2.2.5. Gelet op het voorgaande acht de voorzitter het vooralsnog niet aannemelijk dat door het in werking zijn van de inrichting zodanige geluidhinder gedurende de avond- en de nachtperiode zal optreden dat onverwijlde spoed vergt dat in afwachting van de behandeling van het geding in de bodemprocedure een voorlopig voorziening wordt getroffen om de gestelde uitbreiding van de activiteiten gedurende de avond- en de nachtperiode ten opzichte van de eerder vergunde situatie te voorkomen.
2.3. Gelet hierop bestaat aanleiding het verzoek om het treffen van een voorlopige voorziening af te wijzen.
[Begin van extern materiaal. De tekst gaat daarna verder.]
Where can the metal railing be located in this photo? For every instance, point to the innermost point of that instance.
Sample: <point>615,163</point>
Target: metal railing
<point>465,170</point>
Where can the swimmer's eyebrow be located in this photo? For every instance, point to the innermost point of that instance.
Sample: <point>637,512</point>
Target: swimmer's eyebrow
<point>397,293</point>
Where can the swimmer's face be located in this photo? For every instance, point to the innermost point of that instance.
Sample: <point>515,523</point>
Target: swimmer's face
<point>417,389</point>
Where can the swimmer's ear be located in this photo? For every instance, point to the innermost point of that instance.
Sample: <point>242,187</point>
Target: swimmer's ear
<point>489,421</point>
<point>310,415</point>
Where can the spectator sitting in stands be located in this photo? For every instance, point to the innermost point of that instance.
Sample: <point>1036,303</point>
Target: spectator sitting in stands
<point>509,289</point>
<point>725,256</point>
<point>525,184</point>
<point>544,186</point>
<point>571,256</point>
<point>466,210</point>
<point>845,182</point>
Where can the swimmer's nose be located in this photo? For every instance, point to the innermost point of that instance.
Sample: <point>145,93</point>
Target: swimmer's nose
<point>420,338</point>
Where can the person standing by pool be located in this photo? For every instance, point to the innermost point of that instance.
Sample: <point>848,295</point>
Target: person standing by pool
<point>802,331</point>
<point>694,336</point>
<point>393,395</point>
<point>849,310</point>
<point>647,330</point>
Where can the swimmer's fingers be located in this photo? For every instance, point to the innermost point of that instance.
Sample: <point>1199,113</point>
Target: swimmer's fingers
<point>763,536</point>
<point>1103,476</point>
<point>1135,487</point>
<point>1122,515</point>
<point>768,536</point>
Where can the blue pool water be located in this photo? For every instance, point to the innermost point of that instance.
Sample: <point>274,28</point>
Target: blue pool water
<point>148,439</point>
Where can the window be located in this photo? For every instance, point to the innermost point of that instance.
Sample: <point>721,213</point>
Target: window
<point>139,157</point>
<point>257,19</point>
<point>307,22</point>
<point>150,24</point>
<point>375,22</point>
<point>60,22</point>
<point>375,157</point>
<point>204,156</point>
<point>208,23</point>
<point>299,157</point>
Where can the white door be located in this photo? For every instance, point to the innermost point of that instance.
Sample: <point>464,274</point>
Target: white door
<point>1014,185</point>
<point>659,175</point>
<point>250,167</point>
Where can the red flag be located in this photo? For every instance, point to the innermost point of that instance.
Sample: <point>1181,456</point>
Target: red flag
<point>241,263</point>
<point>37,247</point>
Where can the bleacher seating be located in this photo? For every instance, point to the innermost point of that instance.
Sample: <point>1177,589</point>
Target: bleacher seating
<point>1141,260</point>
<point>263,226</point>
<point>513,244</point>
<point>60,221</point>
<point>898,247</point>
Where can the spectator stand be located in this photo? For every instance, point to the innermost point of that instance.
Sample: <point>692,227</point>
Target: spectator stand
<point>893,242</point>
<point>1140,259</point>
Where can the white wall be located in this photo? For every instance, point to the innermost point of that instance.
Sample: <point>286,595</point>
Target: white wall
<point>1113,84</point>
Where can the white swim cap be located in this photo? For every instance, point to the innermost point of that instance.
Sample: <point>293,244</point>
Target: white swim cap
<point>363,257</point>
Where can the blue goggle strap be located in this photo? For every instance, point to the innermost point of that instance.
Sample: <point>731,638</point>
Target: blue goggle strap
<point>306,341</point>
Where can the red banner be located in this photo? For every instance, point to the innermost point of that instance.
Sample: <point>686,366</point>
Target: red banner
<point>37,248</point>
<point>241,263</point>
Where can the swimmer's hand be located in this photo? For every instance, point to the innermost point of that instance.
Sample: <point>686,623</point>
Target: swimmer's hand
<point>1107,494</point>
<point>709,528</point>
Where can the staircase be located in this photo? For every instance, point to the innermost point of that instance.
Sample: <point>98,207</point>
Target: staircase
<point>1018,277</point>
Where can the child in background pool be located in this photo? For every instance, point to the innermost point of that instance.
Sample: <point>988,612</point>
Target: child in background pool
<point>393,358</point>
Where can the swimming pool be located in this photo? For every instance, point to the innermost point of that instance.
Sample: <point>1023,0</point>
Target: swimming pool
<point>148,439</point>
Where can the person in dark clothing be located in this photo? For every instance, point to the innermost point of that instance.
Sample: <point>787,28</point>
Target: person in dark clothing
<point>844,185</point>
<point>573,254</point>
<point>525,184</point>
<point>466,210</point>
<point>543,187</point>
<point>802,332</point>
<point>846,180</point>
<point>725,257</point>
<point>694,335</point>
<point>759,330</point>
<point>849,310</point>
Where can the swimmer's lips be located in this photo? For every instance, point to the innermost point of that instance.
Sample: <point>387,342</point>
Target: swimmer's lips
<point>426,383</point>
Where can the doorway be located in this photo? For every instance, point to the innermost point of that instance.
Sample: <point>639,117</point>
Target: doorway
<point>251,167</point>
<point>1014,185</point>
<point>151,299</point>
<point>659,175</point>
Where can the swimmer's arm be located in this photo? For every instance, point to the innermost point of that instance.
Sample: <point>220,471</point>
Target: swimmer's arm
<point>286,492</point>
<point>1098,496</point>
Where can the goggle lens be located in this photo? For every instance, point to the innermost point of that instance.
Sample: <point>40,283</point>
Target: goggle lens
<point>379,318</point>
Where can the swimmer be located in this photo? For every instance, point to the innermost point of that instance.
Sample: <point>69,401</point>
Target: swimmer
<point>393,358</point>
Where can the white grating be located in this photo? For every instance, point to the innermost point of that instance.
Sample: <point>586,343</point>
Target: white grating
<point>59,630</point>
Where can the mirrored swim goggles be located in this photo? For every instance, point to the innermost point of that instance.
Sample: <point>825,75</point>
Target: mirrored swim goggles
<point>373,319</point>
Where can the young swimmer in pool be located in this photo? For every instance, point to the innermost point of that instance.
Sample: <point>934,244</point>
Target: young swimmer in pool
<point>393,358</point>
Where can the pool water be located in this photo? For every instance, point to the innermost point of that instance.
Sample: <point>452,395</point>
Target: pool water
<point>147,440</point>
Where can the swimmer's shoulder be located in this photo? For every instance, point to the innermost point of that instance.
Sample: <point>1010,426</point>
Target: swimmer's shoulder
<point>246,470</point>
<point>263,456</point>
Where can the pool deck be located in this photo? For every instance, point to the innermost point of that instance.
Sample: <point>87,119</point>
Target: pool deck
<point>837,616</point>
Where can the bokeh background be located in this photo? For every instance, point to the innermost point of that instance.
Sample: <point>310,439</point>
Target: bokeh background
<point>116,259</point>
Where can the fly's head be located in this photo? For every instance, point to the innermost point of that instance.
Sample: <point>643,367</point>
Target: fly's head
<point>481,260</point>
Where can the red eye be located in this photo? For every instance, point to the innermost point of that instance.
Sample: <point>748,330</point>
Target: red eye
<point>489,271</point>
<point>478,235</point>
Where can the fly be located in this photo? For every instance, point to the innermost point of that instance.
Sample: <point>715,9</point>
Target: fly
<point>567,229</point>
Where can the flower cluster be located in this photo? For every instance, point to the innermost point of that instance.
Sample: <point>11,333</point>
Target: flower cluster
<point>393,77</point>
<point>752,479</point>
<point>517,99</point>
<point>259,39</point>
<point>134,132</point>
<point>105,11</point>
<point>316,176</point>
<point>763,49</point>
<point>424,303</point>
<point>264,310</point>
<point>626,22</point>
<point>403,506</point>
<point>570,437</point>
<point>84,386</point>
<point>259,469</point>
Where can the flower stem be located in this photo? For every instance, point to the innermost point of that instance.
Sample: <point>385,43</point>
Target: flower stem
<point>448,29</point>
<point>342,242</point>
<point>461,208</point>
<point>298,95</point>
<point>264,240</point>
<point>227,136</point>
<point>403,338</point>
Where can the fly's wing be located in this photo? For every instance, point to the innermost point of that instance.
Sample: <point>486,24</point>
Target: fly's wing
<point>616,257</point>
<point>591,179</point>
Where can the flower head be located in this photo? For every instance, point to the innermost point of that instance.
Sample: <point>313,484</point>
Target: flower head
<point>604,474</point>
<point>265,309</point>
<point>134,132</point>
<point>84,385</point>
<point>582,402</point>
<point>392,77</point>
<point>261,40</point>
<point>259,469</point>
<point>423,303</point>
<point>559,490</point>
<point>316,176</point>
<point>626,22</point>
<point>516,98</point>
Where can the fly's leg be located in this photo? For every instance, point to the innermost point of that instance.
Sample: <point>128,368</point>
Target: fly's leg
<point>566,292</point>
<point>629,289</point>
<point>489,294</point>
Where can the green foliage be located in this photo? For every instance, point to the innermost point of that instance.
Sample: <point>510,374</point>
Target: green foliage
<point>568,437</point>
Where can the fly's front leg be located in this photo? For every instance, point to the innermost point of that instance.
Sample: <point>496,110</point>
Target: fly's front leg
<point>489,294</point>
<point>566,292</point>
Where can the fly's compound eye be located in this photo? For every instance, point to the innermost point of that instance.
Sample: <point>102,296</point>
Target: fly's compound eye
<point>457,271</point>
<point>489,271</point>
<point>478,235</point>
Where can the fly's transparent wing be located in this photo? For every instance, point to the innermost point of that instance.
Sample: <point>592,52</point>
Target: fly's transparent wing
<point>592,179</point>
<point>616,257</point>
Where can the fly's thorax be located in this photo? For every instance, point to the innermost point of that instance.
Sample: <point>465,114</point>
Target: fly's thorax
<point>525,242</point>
2.4. Voor een proceskostenveroordeling bestaat geen aanleiding.
3. Beslissing
De voorzitter van de Afdeling bestuursrechtspraak van de Raad van State:
wijst het verzoek af.
Aldus vastgesteld door mr. K. Brink, als voorzitter, in tegenwoordigheid van mr. M. Duursma, ambtenaar van Staat.
w.g. Brink w.g. Duursma
voorzitter ambtenaar van Staat
Uitgesproken in het openbaar op 20 maart 2008
378.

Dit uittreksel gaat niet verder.